Обращались с нами так же, как в Фушуне. Надзиратели были все так же добры, пища не уступала прежней, газеты, радио, культурные развлечения - все было как раньше. У меня немного отлегло от сердца, но успокоиться я никак не мог.
Однажды среди ночи меня внезапно разбудил грохот открывающейся двери; я увидел, как несколько человек вывели одного заключенного из соседней камеры. Я решил, что, должно быть, американская армия подошла к Харбину и коммунисты готовы теперь с нами разделаться, и меня охватил озноб. Лишь с рассветом, услышав разговоры в соседних камерах, я понял, что чудовищно ошибался. Оказывается, посреди ночи у одного из заключенных случился приступ грыжи. Надзиратели сообщили об этом начальнику тюрьмы, а тот вызвал военного врача и санитаров, которые, осмотрев больного, отправили его в больницу.
Легче мне от этого не стало. Если ночью меня пугал грохот железных дверей, то днем это был шум машин. Всякий раз, когда я слышал приближающийся шум машины, я подозревал, что это приехали за мной, чтобы судить.
Когда, казалось, все предвещало близкий конец, в тюрьму прибыл начальник управления общественной безопасности, который провел с нами беседу.
Стоя на караульной вышке, он говорил с нами и от имени правительства совершенно определенно заявил, что народная власть вовсе не желает нашей смерти, а хочет, чтобы мы смогли перевоспитаться путем учебы и самоанализа; коммунистическая партия и народное правительство верят в перевоспитание преступников, верят в то, что при народной власти они смогут стать новыми людьми, так как мечта коммунизма - преобразовать мир, то есть преобразовать общество и человечество. Когда он закончил, несколько слов сказал начальник тюрьмы:
- Вы думаете только о смерти. Вам кажется, что все, что вы видите, делается для того, чтобы вас погубить. Подумайте, зачем народному правительству вас учить, если оно задумало с вами разделаться? Вы можете сказать: коль скоро нас не собираются убивать, неплохо бы тогда выпустить. Нет, плохо!

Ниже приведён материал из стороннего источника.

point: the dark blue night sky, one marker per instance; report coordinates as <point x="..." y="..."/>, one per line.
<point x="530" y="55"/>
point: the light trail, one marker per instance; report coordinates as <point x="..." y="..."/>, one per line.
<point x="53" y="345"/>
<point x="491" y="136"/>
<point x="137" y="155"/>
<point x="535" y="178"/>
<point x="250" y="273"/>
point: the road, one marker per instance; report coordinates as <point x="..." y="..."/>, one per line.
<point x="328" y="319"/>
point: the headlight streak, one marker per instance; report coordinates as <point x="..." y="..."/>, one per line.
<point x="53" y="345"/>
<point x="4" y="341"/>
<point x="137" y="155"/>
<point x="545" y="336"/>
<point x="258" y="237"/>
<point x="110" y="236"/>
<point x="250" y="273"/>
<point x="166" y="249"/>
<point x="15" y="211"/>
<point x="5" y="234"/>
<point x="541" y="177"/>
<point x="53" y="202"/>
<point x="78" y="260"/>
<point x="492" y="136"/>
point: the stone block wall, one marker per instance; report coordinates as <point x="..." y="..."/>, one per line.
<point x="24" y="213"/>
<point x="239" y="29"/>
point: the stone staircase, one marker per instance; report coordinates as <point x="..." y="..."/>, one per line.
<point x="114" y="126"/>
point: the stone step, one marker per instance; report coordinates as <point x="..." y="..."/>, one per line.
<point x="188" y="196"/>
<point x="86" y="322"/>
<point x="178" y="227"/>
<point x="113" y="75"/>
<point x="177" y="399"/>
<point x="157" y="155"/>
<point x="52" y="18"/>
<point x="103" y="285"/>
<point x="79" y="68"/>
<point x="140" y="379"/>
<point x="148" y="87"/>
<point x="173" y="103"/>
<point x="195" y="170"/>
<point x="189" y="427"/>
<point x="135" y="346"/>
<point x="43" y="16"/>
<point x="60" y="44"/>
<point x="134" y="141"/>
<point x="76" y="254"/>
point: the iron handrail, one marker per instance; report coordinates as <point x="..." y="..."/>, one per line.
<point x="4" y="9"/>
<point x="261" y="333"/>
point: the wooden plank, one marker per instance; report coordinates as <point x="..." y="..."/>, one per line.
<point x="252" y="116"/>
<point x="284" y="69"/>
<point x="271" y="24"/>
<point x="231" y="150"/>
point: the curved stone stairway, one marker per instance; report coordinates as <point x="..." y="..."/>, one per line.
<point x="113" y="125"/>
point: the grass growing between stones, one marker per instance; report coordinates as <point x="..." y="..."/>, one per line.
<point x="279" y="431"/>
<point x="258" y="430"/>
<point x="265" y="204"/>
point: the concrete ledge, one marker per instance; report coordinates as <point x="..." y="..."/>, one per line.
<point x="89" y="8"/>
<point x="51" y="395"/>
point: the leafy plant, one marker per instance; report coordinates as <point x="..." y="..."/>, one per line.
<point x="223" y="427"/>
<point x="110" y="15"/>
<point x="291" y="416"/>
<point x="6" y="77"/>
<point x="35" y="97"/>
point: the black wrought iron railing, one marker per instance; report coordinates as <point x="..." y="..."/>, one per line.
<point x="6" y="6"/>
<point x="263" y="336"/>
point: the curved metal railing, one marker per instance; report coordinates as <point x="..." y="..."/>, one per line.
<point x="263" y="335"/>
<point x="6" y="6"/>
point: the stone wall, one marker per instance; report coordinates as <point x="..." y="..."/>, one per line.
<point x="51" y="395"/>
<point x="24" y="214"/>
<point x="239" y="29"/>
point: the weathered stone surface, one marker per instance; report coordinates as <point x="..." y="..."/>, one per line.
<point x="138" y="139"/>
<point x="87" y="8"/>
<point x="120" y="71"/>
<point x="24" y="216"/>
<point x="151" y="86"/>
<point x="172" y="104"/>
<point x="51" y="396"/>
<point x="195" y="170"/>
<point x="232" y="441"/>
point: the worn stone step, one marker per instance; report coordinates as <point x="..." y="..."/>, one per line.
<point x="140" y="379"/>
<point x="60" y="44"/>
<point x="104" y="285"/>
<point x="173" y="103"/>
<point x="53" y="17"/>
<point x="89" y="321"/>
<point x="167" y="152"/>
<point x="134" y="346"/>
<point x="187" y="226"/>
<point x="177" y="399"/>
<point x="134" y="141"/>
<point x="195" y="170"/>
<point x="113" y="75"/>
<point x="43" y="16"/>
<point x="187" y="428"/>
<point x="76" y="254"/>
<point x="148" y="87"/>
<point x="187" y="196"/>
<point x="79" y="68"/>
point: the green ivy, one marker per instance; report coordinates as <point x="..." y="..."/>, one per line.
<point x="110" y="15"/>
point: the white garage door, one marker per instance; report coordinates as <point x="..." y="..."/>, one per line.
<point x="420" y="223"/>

Если вас выпустят, не перевоспитав, вы сможете снова совершить преступление, да и народ вас не простит.
Из того, что говорили оба начальника, я понял не все, да и не всему поверил. Тем не менее почувствовал справедливость сказанного. Действительно, если бы нас хотели казнить, стоило для этого расширять тюремные бани в Фушуне, спасать больного человека, которому грозила смерть, или заботиться о пище для меня и пожилых людей?
Впоследствии мы узнали, что такое отношение к заключенным не является чем-то из ряда вон выходящим в тюрьмах нового Китая. Каждый из нас принял во внимание все, что сказали начальник управления и начальник тюрьмы о перевоспитании и учении. Мне казалось, что нас заставляют читать книги и газеты только для того, чтобы заполнить время и оградить от ненужных мыслей. Прочесть несколько книг и сразу изменить образ мышления - для меня это было непостижимым.
В наших занятиях тоже произошли изменения. Прежде нас никто не проверял и каждый занимался тем, чем хотел. Теперь появился преподаватель - один из кадровых работников тюрьмы. Он прочел мне лекцию на тему "Что такое феодализм", после чего состоялась дискуссия.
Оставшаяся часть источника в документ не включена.